February 8, 2020: India's homegrown digital financial services platform Paytm's wholly owned subsidiary Paytm Money is empowering its users with zero commission Direct Mutual Funds which provide an edge to investors over Regular Plans. From this standpoint, as an investor, you should know that mutual funds are offered mainly in two variants i.e. Direct Plans and Regular Plans. Even though both of these variants are similar in a lot of factors, still direct plans are found to be more cost-effective than regular plans. To get the best out of your investments, you need to ensure that you pick the right fund that matches your risk profile. Also, the lesser the cost of managing the fund, the higher would be your end returns.

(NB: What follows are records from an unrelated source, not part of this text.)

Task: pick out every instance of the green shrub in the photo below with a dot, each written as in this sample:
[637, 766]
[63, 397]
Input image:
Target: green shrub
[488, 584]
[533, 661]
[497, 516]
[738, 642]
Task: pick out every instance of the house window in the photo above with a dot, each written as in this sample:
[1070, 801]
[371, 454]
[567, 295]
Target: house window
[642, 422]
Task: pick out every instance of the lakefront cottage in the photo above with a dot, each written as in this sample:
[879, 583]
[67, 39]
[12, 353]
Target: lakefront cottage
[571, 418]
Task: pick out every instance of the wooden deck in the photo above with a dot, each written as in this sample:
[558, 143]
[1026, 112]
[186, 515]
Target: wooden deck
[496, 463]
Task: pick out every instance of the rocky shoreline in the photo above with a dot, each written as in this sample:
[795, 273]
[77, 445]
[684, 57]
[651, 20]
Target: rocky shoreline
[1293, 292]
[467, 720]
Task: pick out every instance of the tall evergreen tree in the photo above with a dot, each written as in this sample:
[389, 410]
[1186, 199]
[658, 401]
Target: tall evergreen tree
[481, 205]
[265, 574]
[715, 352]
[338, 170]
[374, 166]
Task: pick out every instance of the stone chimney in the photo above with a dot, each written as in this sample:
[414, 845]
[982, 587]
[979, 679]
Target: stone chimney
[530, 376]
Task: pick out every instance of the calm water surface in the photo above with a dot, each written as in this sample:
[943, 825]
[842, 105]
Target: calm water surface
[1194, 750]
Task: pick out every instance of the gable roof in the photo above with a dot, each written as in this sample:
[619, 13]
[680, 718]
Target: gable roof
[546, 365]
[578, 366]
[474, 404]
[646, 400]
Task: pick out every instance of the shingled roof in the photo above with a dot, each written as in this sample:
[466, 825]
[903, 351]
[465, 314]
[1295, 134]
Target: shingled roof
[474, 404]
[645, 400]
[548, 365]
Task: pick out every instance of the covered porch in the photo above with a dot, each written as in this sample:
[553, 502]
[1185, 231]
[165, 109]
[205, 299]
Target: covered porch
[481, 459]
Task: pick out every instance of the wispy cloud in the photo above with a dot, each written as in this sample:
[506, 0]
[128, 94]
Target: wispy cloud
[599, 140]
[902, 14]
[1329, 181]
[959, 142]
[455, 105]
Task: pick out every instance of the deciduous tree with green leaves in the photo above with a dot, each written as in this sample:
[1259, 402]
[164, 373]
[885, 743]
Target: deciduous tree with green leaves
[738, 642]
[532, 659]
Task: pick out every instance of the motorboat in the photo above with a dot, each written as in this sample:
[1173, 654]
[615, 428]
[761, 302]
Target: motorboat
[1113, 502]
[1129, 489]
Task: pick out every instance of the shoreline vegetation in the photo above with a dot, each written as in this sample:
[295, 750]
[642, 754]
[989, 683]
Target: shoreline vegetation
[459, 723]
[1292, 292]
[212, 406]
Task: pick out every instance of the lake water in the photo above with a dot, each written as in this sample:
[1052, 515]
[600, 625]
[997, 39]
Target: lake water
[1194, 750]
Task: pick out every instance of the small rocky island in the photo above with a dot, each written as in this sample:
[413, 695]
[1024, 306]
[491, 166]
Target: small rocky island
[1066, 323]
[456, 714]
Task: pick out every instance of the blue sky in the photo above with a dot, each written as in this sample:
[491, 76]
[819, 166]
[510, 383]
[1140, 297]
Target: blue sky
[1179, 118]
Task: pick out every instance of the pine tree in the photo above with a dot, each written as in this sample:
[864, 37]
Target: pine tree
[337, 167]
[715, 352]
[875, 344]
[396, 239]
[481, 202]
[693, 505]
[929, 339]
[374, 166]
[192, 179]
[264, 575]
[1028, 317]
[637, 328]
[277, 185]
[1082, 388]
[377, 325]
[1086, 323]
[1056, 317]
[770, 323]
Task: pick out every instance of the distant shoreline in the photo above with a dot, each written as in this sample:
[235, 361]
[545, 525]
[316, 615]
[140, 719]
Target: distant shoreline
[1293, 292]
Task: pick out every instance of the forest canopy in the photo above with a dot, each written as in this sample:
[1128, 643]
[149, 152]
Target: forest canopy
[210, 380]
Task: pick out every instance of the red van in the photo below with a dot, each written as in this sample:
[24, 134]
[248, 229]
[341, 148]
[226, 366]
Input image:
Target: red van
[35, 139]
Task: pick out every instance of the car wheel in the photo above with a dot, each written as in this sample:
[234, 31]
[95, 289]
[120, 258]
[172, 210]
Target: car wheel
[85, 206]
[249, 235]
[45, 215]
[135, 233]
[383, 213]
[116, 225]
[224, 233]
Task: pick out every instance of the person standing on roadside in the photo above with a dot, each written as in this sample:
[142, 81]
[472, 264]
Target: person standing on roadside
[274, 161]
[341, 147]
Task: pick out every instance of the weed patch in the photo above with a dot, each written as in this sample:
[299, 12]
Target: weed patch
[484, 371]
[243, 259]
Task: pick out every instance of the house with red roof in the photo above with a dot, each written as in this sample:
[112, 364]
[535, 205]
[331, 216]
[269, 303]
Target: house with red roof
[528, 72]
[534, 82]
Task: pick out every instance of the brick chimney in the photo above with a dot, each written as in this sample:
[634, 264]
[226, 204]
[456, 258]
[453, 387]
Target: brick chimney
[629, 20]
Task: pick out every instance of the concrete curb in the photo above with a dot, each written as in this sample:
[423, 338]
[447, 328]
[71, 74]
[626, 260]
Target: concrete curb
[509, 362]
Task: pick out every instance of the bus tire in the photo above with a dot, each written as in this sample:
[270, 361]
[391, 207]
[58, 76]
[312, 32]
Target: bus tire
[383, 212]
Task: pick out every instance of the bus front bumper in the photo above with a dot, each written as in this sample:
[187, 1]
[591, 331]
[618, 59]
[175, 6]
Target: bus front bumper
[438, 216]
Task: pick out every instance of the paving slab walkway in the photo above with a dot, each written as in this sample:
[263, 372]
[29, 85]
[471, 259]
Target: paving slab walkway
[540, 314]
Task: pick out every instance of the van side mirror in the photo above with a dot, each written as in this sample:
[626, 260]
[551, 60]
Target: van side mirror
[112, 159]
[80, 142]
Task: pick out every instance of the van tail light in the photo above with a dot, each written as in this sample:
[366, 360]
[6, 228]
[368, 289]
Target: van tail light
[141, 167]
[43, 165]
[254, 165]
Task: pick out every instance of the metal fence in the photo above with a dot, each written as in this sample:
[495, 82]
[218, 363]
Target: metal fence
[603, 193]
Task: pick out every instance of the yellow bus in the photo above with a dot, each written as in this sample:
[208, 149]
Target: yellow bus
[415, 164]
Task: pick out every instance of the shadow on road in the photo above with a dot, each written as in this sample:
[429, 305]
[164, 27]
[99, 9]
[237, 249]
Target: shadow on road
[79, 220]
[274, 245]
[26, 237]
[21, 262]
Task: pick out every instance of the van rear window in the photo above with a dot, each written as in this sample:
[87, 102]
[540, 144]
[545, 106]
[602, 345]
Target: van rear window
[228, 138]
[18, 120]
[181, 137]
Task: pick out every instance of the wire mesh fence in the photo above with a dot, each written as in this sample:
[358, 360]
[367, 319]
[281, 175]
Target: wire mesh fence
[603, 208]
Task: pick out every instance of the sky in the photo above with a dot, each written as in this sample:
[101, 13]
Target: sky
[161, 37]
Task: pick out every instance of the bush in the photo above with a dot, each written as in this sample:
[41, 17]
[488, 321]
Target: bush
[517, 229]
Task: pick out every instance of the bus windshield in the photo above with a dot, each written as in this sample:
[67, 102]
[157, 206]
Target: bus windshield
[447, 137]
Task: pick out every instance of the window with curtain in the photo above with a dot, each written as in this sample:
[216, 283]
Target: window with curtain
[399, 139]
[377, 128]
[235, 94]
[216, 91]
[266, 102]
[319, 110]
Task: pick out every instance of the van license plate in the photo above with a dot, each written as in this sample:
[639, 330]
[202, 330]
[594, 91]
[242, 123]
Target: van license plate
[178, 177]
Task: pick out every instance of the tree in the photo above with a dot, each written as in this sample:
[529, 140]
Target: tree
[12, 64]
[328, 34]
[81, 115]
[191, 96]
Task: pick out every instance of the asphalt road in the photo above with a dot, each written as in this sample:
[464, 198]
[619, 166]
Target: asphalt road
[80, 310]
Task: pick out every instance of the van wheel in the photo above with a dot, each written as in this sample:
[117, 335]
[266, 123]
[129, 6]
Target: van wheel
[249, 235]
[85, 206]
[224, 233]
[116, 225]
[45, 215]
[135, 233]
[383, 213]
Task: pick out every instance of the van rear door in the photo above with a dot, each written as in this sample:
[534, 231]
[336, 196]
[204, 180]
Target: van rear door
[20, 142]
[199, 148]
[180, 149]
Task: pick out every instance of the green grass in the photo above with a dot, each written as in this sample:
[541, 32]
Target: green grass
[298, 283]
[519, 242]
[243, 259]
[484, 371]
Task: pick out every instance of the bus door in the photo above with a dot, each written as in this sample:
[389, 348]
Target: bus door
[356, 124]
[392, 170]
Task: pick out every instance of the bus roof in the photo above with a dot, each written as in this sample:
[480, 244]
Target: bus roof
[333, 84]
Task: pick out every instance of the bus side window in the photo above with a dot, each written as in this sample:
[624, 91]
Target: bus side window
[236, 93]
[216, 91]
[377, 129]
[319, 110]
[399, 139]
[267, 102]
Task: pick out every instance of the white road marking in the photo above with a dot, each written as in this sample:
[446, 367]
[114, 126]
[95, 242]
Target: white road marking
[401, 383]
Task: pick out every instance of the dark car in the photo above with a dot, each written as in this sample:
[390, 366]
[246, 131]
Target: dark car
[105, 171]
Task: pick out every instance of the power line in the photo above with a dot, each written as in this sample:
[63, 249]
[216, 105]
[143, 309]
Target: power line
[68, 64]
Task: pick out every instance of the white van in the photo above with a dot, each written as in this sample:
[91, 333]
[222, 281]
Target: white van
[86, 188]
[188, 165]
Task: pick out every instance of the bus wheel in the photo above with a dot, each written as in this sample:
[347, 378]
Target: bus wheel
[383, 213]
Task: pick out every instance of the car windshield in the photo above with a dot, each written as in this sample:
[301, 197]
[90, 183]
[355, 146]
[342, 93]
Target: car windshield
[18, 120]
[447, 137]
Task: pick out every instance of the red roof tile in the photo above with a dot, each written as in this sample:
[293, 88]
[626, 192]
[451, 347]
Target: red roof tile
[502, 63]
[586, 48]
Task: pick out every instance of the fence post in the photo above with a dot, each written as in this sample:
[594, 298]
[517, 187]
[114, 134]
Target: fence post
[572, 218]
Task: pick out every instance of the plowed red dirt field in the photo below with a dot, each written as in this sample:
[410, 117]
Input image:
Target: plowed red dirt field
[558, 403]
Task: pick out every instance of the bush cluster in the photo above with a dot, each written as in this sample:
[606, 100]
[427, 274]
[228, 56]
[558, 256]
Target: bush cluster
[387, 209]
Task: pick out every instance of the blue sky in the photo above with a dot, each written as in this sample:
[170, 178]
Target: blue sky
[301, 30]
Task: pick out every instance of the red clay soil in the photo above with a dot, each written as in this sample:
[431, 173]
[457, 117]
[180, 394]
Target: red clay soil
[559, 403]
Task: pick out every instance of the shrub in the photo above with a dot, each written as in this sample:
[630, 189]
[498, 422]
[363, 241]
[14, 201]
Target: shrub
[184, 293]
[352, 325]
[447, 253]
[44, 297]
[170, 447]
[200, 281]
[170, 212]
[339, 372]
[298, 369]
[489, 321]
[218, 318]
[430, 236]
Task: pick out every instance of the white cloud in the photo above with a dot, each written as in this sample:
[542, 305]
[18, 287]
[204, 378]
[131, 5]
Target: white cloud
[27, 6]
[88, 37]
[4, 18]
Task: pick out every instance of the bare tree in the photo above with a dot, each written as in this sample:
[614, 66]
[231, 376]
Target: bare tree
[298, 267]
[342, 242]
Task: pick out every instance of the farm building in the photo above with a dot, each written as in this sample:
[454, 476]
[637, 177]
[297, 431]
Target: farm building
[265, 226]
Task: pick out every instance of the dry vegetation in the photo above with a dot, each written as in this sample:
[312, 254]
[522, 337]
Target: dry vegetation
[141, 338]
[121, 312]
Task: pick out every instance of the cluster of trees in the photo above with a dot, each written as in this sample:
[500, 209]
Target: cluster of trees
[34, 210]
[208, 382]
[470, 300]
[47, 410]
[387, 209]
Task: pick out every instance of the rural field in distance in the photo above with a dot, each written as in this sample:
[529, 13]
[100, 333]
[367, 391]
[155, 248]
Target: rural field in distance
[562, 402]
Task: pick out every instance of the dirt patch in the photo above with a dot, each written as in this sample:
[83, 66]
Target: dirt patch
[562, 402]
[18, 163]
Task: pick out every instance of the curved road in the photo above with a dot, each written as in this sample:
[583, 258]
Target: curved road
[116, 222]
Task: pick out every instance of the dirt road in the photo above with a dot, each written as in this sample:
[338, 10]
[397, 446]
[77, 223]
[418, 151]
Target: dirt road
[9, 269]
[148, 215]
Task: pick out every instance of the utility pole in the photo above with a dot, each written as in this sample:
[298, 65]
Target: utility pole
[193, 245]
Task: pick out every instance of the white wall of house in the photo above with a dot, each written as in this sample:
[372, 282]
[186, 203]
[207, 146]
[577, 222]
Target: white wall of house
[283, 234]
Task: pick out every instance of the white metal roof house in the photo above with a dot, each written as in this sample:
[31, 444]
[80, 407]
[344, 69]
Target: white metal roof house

Varun Sridhar, CEO Paytm Money said, “Investing in Direct Mutual Funds is always beneficial for investors given that they can save up to 1% that goes as commission and the returns can increase. For instance, if you had invested Rs. 1 lakh in HDFC Mid-Cap Opportunities Regular Plan for a period of five years your portfolio value would have been Rs. 1,92,626, but if you invest the same amount and same time frame in HDFC Mid-Cap Opportunities Direct Plan the portfolio value would have been Rs. 2,01,311. This difference of Rs.8,685 or 8.7% in returns is because in a direct plan the brokerage or commission is not deducted from your returns.”
The expense ratio of a fund influences its return potential to a great extent. Investing in low-cost funds like direct plans may help you in your wealth accumulation journey by offering higher returns. Apart from the expense ratio, ensure that various funds based on other qualitative and quantitative parameters are evaluated. At Paytm Money, you can invest in direct plans of mutual funds in a simple and convenient manner.